Description

The multipath component aims at providing more accurate path loss predictions in dense urban environments thanks to the simulation of spatiotemporal diversity. To do so, it relies on a deterministic identification of the main propagation paths between the transmitter and the receivers. This is achieved by simulating the propagation of a Dirac impulse signal and its subsequent interactions with terrain and surface features.

The multipath component requires polygons and height data to model a specific 3D geographical environment. It cannot be activated if either is missing. The polygons are extruded according to their class, height and thickness (if applicable) and are assigned the corresponding material properties (no reflection nor diffraction on vegetation, no transmission through water or ground, specific permittivity on buildings, and so on).

The figures below detail how the polygons are extruded on top of terrain. The height is denoted by h and the thickness by t.

Extrusion of buildings, bridges, vegetation and water surfaces

In addition, the multipath component also offers the possibility to describe a scheme with which a particular 2D shape should be extruded and so allows modeling 3D objects more accurately thus giving better simulations.

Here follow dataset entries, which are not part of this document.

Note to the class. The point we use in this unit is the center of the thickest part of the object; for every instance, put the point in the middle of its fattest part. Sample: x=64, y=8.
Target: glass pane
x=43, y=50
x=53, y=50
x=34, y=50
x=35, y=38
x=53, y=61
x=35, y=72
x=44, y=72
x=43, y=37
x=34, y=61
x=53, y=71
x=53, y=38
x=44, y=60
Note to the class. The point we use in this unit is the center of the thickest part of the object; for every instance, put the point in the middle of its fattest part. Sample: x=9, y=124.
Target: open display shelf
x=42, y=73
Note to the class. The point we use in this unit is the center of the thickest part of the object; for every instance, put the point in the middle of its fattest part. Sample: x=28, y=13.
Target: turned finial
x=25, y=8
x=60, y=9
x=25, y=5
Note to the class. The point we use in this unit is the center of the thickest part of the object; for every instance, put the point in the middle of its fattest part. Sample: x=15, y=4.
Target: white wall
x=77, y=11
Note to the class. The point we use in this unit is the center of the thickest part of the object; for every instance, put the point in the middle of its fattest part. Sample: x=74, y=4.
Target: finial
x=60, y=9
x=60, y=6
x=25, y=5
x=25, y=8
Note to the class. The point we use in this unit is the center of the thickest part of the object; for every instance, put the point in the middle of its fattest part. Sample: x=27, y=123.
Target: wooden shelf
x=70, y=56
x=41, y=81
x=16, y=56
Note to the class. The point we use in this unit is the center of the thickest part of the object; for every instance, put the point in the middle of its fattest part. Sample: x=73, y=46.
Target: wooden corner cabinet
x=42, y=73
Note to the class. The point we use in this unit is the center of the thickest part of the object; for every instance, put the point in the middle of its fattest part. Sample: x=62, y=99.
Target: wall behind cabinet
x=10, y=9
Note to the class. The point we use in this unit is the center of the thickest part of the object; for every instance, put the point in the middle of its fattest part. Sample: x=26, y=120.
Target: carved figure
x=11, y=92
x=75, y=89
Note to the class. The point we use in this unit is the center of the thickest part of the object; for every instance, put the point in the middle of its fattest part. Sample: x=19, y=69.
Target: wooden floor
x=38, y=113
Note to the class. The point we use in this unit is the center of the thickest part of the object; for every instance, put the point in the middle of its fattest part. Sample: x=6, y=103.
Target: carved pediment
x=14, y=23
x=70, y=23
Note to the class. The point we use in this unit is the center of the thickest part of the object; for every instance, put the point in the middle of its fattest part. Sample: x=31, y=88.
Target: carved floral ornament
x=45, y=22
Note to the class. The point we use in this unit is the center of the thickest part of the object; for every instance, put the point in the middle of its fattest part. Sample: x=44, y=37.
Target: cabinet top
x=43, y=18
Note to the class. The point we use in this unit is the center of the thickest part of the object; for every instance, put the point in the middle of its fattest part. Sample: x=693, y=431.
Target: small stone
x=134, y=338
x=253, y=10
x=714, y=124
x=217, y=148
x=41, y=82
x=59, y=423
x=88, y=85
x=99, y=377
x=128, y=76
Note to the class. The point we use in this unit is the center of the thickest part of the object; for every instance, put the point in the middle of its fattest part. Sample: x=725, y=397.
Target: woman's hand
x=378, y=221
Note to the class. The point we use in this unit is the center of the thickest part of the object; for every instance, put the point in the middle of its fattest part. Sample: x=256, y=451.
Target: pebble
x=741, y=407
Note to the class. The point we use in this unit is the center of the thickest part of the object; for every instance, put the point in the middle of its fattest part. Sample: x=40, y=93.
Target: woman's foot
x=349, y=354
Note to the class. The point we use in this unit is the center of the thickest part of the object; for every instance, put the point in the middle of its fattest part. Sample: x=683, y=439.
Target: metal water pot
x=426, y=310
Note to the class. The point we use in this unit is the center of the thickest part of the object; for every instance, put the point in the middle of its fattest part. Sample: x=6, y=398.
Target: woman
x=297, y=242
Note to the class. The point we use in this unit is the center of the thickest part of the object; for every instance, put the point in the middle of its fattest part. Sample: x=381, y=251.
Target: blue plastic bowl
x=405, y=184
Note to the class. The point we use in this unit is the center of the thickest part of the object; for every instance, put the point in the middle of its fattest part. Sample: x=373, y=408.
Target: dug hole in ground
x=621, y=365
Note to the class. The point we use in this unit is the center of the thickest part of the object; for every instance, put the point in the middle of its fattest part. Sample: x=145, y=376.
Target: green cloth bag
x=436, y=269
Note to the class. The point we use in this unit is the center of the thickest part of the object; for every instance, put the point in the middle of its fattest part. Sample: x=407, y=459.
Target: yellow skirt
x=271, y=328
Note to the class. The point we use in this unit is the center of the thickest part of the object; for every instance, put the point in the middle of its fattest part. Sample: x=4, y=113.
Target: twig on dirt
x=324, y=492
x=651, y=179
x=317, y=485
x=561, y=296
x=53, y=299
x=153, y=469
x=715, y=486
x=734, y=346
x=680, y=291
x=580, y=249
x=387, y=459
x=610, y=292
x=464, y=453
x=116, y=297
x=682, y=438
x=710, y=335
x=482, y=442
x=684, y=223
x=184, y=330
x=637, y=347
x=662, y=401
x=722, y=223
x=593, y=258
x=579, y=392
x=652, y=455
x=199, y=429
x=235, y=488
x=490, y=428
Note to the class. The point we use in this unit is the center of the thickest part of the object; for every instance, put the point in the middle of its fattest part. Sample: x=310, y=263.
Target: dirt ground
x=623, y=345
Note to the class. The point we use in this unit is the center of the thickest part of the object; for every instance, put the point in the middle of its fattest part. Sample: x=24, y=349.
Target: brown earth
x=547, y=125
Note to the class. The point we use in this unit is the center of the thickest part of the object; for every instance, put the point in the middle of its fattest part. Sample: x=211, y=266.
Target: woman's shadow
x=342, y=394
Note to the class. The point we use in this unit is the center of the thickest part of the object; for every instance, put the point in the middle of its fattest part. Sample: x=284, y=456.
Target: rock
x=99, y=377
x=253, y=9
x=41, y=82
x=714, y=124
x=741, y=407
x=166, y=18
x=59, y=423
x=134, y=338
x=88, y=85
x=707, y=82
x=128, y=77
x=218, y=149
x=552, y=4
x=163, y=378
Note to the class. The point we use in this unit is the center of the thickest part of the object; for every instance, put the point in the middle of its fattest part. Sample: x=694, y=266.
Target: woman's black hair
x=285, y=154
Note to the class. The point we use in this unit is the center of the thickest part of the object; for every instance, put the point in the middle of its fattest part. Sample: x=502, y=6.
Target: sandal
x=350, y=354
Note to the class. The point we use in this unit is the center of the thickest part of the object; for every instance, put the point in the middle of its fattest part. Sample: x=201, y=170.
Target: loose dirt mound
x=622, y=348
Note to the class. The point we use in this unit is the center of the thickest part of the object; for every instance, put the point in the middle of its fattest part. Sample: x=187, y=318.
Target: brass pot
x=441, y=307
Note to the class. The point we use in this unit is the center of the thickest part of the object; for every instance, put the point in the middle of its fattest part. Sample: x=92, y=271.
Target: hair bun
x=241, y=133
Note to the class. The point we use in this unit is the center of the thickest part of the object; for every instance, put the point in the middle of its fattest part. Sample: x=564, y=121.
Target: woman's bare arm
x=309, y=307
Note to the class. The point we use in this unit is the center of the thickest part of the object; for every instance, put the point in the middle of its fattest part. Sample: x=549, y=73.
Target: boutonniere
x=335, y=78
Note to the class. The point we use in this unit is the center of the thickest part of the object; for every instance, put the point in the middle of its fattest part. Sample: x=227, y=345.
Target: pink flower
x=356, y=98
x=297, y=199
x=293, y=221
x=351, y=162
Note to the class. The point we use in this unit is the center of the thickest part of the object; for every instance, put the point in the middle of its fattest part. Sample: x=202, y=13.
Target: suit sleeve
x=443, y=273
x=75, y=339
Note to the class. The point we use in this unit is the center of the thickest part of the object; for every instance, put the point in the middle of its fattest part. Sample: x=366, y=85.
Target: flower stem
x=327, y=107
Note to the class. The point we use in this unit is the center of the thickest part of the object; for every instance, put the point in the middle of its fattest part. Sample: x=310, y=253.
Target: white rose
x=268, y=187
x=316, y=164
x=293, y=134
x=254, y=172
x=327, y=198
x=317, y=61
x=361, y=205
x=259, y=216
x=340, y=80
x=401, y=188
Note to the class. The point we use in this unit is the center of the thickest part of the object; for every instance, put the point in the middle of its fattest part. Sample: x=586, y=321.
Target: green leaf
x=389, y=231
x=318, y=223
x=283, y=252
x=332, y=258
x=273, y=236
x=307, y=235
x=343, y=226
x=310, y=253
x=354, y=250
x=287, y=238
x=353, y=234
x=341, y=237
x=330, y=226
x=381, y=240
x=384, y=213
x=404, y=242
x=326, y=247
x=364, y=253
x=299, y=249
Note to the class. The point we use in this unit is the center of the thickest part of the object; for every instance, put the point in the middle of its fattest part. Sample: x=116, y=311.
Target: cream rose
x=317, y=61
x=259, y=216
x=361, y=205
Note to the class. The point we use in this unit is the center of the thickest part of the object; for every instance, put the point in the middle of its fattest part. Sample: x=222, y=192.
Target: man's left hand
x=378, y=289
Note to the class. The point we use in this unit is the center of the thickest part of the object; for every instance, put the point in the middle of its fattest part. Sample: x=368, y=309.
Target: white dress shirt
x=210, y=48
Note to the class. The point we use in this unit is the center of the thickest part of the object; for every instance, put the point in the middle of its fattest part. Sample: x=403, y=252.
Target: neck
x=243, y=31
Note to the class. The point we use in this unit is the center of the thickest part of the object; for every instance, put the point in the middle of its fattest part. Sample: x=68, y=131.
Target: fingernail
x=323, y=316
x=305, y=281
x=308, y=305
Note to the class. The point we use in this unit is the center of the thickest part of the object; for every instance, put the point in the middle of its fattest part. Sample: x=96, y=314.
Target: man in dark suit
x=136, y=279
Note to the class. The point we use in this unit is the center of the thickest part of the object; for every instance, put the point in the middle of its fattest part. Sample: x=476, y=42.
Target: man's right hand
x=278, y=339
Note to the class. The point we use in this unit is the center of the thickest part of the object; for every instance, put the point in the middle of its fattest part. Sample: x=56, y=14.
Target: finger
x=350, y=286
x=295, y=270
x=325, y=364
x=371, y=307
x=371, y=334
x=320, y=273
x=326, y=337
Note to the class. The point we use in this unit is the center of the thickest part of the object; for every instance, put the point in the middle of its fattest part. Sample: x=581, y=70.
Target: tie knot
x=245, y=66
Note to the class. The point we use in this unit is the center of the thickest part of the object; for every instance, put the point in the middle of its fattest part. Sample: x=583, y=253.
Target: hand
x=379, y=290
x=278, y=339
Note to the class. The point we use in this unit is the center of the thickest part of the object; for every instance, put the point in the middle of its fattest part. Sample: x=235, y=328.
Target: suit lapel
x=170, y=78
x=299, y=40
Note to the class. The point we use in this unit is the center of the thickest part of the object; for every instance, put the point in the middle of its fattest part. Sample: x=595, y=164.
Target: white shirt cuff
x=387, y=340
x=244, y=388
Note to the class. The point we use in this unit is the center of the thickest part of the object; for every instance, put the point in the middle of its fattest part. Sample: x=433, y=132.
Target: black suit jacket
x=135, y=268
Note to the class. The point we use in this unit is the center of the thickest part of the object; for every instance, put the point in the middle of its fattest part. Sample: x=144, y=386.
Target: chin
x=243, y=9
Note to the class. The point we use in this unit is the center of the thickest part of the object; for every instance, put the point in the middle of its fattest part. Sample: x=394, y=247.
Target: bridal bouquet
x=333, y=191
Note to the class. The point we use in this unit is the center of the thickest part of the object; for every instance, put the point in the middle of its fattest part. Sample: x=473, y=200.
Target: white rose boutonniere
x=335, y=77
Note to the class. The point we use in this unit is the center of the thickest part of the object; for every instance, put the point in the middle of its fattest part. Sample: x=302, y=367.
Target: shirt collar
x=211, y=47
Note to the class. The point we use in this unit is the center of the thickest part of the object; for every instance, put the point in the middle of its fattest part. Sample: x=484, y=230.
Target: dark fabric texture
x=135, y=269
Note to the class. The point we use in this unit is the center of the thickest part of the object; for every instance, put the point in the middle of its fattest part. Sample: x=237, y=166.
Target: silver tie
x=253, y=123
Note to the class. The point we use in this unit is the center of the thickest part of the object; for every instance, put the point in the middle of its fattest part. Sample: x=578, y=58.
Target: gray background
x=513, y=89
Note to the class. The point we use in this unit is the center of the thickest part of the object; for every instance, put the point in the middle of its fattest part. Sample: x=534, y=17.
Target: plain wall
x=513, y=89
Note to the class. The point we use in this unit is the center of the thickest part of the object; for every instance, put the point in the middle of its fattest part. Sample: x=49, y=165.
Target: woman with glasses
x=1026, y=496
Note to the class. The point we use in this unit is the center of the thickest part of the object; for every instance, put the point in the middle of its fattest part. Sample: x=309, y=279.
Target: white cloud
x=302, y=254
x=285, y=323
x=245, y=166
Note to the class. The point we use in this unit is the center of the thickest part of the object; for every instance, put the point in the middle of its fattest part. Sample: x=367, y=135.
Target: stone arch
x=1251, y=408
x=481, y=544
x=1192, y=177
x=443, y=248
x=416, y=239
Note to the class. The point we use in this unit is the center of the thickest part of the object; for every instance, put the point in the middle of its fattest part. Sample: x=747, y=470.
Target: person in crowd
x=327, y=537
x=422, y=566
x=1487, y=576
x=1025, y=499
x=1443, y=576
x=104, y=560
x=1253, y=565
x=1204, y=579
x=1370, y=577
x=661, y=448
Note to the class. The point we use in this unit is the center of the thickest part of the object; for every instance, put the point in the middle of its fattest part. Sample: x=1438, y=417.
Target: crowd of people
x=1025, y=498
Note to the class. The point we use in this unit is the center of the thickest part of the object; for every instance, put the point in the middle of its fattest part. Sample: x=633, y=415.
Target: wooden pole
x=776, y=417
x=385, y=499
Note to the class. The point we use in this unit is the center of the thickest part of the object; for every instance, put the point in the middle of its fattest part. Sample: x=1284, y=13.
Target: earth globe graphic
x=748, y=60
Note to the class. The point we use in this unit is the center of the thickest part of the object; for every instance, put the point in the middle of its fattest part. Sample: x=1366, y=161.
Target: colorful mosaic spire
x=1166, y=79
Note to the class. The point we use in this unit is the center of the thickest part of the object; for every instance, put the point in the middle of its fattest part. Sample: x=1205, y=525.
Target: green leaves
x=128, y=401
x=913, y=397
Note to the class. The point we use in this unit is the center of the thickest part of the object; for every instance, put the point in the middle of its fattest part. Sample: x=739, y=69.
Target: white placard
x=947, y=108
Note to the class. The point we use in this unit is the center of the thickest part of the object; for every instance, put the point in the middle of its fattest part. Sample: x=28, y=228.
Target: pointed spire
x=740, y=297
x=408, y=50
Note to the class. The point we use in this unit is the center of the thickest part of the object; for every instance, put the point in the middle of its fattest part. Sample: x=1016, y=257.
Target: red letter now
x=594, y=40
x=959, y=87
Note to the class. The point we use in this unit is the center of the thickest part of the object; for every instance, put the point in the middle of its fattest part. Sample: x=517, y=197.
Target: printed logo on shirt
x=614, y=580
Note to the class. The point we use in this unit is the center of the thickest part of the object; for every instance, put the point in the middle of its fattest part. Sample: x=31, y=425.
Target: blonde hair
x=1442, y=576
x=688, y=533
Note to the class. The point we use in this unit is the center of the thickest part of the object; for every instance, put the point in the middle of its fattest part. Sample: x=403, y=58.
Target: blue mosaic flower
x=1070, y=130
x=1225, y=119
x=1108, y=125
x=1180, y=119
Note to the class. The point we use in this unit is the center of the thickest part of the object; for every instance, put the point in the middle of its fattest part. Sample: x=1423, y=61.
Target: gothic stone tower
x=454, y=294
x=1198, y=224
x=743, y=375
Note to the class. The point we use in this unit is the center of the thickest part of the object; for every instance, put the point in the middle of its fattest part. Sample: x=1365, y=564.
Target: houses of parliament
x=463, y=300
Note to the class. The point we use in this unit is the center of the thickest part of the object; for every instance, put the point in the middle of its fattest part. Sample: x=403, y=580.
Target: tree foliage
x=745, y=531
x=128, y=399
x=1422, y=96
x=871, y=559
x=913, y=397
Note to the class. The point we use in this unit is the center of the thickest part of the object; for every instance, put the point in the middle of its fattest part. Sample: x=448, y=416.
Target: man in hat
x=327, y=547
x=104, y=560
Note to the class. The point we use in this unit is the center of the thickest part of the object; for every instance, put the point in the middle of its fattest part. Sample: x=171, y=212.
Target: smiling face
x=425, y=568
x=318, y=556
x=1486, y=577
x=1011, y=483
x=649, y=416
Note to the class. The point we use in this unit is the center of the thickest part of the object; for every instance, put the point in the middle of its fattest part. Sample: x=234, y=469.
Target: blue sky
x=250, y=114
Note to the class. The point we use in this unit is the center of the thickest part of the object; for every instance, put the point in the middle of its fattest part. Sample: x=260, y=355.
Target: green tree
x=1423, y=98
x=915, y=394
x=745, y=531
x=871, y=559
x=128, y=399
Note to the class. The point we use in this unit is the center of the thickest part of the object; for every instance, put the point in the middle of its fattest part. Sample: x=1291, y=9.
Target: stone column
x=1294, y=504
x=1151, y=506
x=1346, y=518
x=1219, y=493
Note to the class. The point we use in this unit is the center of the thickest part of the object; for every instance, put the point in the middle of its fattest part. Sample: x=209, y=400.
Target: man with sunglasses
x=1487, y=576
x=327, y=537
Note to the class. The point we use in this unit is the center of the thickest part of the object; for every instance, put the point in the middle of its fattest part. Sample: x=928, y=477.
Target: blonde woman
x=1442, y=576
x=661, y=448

Electromagnetic waves are modeled through its electrical compound. It is a three-dimensional vector which initial value is given by the transmitter's antenna configuration. The orientation in space is set by the polarization whereas the magnitude is set by the transmitted power. Polarization, magnitude, phase and delay are then tracked as the wave propagates.

Any interaction with a geographical feature triggers one or more of the following phenomena: reflection, transmission and diffraction. Each one of them alters polarization, magnitude and phase shift depending on the electromagnetic properties assigned to the class of the geographical feature and in a consistent way with the other Synapse model components.

In the end, all the identified propagation paths are combined to produce a correction applied to the main Synapse Model path loss simulation. Four multipath variables (see below) are also derived from them to further describe how the energy is received at each receiver.

Multipath variables

While path loss is the core metric behind any modern mobile network design, it does not account for the propagation paths that are exploited by multi-antenna technologies. Hence, deriving MIMO throughputs from this sole value is error prone. The four additional metrics simulated by the multipath component aim at providing MIMO context for more accurate throughput predictions and, in the end, guidance on choosing the correct MIMO antenna configuration.

•Rice Factor. It is a value that indicates how close a receiver is from line of sight conditions. Negative values mean that the area receives energy from many dominant paths and is usually a good candidate for MIMO optimisations.

•Delay-Spread. It measures the time span during which most of the energy arrives at a receiver. A maximum value is provided by guard intervals and it is not expected to encounter delay-spreads that come close to this value. The lower the delay-spread the more opportunity there is for MIMO optimisations.

•Angle-Spread. It measures the dispersion of the paths before they focus on the receiver. It is calculated at the transmitter's side and exclusively on the horizontal plane. It is a weighted circular standard deviation. Low values make massive MIMO possible.

•MIMO Rank. It is the number of parallel streams achievable by a MIMO system. This value is simulated regardless of the actual MIMO configuration and maybe be as high as 32.